Melatonin is a potential drug for the prevention of bone loss during space flight
Melatonin could be a novel drug for preventing bone loss to astronauts during space flight. Here we used goldfish scales as a bone model of coexisting osteoclasts and osteoblasts and demonstrated that melatonin synthesis decreased under microgravity. Melatonin treatment of scales stimulated expression of Calcitonin, an osteoclast-inhibiting hormone, and decreased expression of an osteoclastogenesis promotor. This is the first study to report the inhibitory effect of melatonin on osteoclast activation, which is cancelled by microgravity.
For proper and healthy metabolism of bone, appropriate stimuli are necessary. In outer space with microgravity, calcium is lost from bone and bone mass is reduced. Measurement of the bone density of astronauts before and after a long stay in outer space indicates bone mass loss. At the dawn of an era where astronauts are to stay for a long period of time in an international space station, it is an urgent task to elucidate changes of osteoblasts and osteoclasts under microgravity conditions and to perform research on potential drugs as remedies. Since it is difficult in outer space to use a cell culture system that meets in vivo conditions, other experimental models are necessary.
The present research group, consisting of 53 scientists from 33 institutions, led by scientists from Kanazawa University, Tokyo Medical and Dental University, Okayama University and University of Toyama, used cultured goldfish scales to investigate the mechanism of bone loss in space. A scale contains hydroxyapatite, a fundamental element of bone, and its bone matrix of two layers (osseous layer: a thin, well-calcified external layer; and a fibrillary layer: a thick, partially calcified layer). A scale also has cells corresponding to osteoblasts and osteoclasts (Figure 1). Scales protect the surface of the fish body and play a role as a reservoir of calcium. With freshwater fish, the latter function is noteworthy; when salmon swim upstream to lay eggs, it is known that their scales get smaller in order to supply calcium to the eggs. To achieve this, osteoclasts release calcium from the scales. In addition, ground-based experiments reveal that the responses of scales to hormones and extra-gravity due to centrifugation are very similar to those of mammalian bones. Furthermore, cultured scales may be considered to be an excellent experimental model for research of bone metabolism in outer space since scales are readily available and they can be used for experiments for about 10 days at a low temperature (4ºC) without exchanging culture media.
Upon removal of a scale from fish skin, a new scale is regenerated. In this study, regenerated scales were used since their osteoblast and osteoclast activities are high. First it was shown that melatonin was produced in scale osteoblasts and that melatonin synthesis decreased in space due to reduced expression of acetylserotonin O-methyltransferase, an enzyme important in melatonin synthesis (Figure 2a).
Further, melatonin functions in outer space were investigated by comparing scales cultured in a media supplemented with melatonin and those without. This experiment revealed that after a three-day culture in melatonin-free media, a number of osteoclasts fused together to form multinucleated, active osteoclasts. These active osteoclasts widened the grooves of a scale's osseous layer and enhanced bone resorption of scales. Moreover, the expression level of the Rankl gene, a factor enhancing bone resorption, was elevated while the expression level of the Calcitonin gene, a hormone suppressing bone resorption, was repressed. In contrast, in scales cultured in a media supplemented with melatonin, the expression level of Rankl was found to be repressed while Calcitonin expression was at a normal level, which coincided with suppressed gene expression levels for osteoclast functions (Figures 2b-e).

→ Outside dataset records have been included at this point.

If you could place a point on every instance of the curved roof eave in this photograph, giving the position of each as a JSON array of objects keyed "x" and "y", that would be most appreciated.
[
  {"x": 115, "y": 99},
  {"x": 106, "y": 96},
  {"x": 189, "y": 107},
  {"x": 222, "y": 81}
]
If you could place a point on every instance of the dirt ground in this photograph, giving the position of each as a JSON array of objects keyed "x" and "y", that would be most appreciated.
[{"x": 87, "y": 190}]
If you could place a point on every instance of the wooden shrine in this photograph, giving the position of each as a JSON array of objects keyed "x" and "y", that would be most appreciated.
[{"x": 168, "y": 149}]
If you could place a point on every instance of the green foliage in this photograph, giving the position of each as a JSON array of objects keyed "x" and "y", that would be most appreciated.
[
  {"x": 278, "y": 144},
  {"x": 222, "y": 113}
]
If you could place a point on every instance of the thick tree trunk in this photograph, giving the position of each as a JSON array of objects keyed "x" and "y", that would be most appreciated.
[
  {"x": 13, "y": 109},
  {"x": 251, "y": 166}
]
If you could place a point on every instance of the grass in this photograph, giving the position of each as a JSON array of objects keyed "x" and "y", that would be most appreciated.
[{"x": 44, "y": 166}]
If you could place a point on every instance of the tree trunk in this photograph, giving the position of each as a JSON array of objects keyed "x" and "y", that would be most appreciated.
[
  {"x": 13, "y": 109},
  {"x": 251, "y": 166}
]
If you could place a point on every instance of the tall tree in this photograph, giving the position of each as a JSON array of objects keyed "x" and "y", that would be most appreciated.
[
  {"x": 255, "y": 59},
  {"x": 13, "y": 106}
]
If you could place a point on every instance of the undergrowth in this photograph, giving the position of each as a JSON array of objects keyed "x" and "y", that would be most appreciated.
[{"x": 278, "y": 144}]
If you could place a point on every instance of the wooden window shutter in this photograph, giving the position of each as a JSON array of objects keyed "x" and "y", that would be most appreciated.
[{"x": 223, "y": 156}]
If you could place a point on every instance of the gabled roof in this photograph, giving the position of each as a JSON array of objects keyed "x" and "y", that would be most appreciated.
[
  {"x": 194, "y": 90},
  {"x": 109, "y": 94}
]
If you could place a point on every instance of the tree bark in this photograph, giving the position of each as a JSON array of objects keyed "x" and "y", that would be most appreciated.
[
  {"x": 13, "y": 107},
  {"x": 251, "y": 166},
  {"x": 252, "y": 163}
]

To our knowledge, no investigations have so far been performed on melatonin levels in outer space. We believe that one of the mechanisms of bone resorption under microgravity conditions could be a decrease of melatonin level to suppress CALCITONIN secretion (Figure 3). In fact, other research groups reported that the blood CALCITONIN level of a monkey decreased in outer space and that the CALCITONIN level in the blood of human subjects decreased after 120 days on a head-down tilt bed rest, a pseudo-microgravity experimental model.
The present research group confirmed in ground based experiments that scale osteoblasts produced CALCITONIN and that melatonin enhanced CALCITONIN secretion. Due to the limitation of rocket load, experiments on morphological changes of osteoclasts due to melatonin were not possible in outer space at this time; however, ground based experiments indicated suppression of morphological changes of activated osteoclasts by melatonin by using a three-dimensional clinostat, which produces pseudo-microgravity conditions. A research paper with these results was published in a high impact factor journal based on life science experiments performed in the Japanese Experiment Module for the first time.
As above, investigation of melatonin action on bones in outer space, which had been neglected so far, revealed that melatonin suppresses bone resorption by stimulating osteoblasts to secret CALCITONIN (Figure 3).
The present study indicates the possibility that melatonin could serve as a prophylactic drug to prevent bone loss of astronauts during their missions. Melatonin is expected to be used as a preventive and curative drug for loss of bones of astronauts in the future. The present research group performs in-space experiments on the functions of new melatonin derivatives on scales, which may lead to drug discovery of bone diseases.